Where "issues overlap but are not identical," collateral estoppel cannot be applied. Capital Telephone Co., 451 N.Y.S.2d at 15.
Discussing the right to a jury trial, the Supreme Court held that the district court’s resolution of issues raised by a former employee’s equitable claims did not collaterally estop relitigation of the same issues before a jury in context of the employee’s legal claims, where the district court first resolved the equitable claims solely because it had erroneously dismissed the legal claims. Lytle, 494 U.S. at 555-56.

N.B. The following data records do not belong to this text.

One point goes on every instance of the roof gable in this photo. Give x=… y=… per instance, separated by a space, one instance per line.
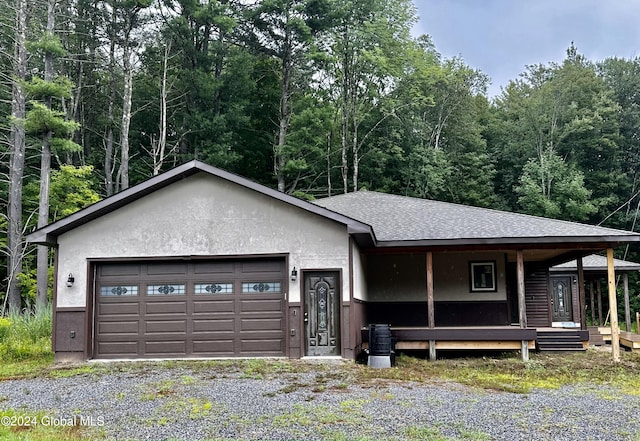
x=49 y=233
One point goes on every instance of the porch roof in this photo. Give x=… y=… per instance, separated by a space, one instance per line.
x=406 y=221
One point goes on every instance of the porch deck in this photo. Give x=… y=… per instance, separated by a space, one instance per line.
x=460 y=338
x=630 y=340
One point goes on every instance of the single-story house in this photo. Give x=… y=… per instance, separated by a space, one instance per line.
x=200 y=262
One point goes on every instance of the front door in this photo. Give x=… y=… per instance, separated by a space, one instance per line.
x=322 y=313
x=561 y=300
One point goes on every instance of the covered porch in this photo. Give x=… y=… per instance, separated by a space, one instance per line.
x=514 y=313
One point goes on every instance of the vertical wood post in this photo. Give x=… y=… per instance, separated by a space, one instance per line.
x=592 y=294
x=431 y=315
x=598 y=288
x=627 y=306
x=582 y=296
x=522 y=307
x=613 y=307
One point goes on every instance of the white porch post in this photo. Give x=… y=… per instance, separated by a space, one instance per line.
x=522 y=308
x=613 y=307
x=431 y=316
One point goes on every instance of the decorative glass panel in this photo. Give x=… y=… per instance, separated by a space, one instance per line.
x=254 y=287
x=213 y=288
x=119 y=290
x=165 y=290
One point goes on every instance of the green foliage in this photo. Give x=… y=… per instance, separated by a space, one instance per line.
x=39 y=89
x=48 y=45
x=72 y=188
x=27 y=335
x=41 y=120
x=29 y=288
x=551 y=188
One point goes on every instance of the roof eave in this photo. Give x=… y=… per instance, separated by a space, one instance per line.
x=525 y=242
x=48 y=235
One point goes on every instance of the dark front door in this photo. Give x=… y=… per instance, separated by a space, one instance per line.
x=322 y=313
x=561 y=300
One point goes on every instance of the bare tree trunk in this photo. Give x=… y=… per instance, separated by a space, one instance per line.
x=15 y=243
x=42 y=275
x=344 y=136
x=285 y=113
x=109 y=148
x=126 y=117
x=159 y=151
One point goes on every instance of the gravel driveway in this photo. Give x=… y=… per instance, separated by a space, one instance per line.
x=183 y=403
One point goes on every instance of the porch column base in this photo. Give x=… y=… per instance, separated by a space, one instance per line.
x=525 y=350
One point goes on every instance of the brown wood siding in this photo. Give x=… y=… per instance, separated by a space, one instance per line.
x=227 y=322
x=536 y=288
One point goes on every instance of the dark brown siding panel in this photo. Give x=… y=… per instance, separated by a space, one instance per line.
x=484 y=313
x=163 y=348
x=213 y=325
x=220 y=320
x=118 y=349
x=70 y=331
x=537 y=299
x=213 y=347
x=118 y=328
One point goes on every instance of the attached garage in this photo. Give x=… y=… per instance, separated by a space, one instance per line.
x=201 y=263
x=197 y=308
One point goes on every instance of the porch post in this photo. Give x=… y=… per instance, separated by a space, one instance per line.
x=431 y=316
x=613 y=306
x=599 y=290
x=522 y=307
x=592 y=294
x=581 y=295
x=627 y=306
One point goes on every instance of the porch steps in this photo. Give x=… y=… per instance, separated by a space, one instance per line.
x=595 y=337
x=560 y=340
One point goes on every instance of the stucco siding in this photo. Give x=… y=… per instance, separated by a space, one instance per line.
x=203 y=215
x=359 y=273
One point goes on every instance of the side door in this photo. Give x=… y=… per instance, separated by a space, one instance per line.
x=322 y=313
x=561 y=299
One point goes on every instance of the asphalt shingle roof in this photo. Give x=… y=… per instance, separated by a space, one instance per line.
x=401 y=218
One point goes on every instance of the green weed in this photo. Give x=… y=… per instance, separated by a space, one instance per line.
x=26 y=336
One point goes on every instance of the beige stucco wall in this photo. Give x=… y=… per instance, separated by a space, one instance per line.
x=203 y=215
x=398 y=277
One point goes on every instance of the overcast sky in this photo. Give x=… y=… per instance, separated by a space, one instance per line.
x=501 y=37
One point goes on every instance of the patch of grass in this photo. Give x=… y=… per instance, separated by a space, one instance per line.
x=510 y=374
x=30 y=368
x=26 y=336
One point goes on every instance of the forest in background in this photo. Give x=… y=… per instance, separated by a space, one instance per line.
x=312 y=97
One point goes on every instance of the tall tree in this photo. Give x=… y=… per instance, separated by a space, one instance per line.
x=284 y=29
x=15 y=245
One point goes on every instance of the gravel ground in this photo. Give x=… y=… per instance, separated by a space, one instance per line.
x=180 y=403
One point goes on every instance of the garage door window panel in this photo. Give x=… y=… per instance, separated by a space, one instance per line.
x=261 y=287
x=119 y=291
x=213 y=288
x=166 y=290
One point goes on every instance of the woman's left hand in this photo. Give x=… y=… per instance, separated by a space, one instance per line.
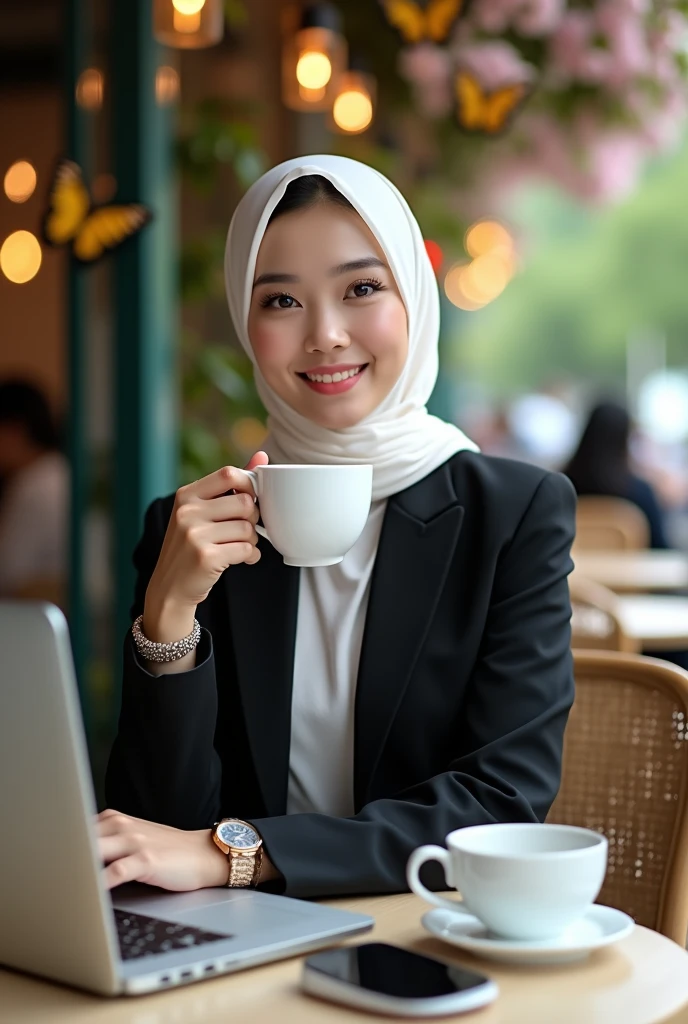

The party seeking the benefit of collateral estoppel bears the burden of proving that an identical issue has been previously litigated and decided. Kaufman v. Eli Lilly and Co., 492 N.Y.S.2d 584, 588 (Ct. App. 1985); Capital Telephone Co. v. Pattersonville Telephone Co., 451 N.Y.S.2d 11, 14 (Ct. App. 1982)
In Capital Telephone, supra, the New York Court of Appeals ruled that if a second proceeding is to adjudge the same activity under a different legal standard than the first, no preclusion will occur if that activity could be found lawful under one standard and unlawful under the other. Capital Telephone, 451 N.Y.S.2d at 14
For collateral estoppel to preclude the litigation of a federal civil rights claim "[t]he court in which the first action was brought must have been willing and able to consider the theory that is advanced in the second action." Bottini v. Sadore Management Corp., 764 F.2d 116, 119 (2d Cir. 1985)
the issue must have been "actually determined in the prior proceeding." (Matter of Halyalkar v Board of Regents of State of N. Y., 72 NY2d 261, 268).
Prior litigation by the same parties on a different cause of action has a collateral estoppel effect only as to those issues litigated and determined in the prior action. (7 Witkin, Cal.Procedure (3d ed.1985) Judgment, section 253, p.691.)
The party asserting collateral estoppel has the burden to show from the record of the prior action that the asserted issue was previously litigated and determined. (Vella v. Hudgins (1977) 20 Cal.3d 251, 257-58.)
WHEREFORE, respondent prays for the granting of an Order from the Court
dismissing petitioner's Motion in its entirety, granting respondent's Motion and for
all such and further relief that this Court may deem just and appropriate.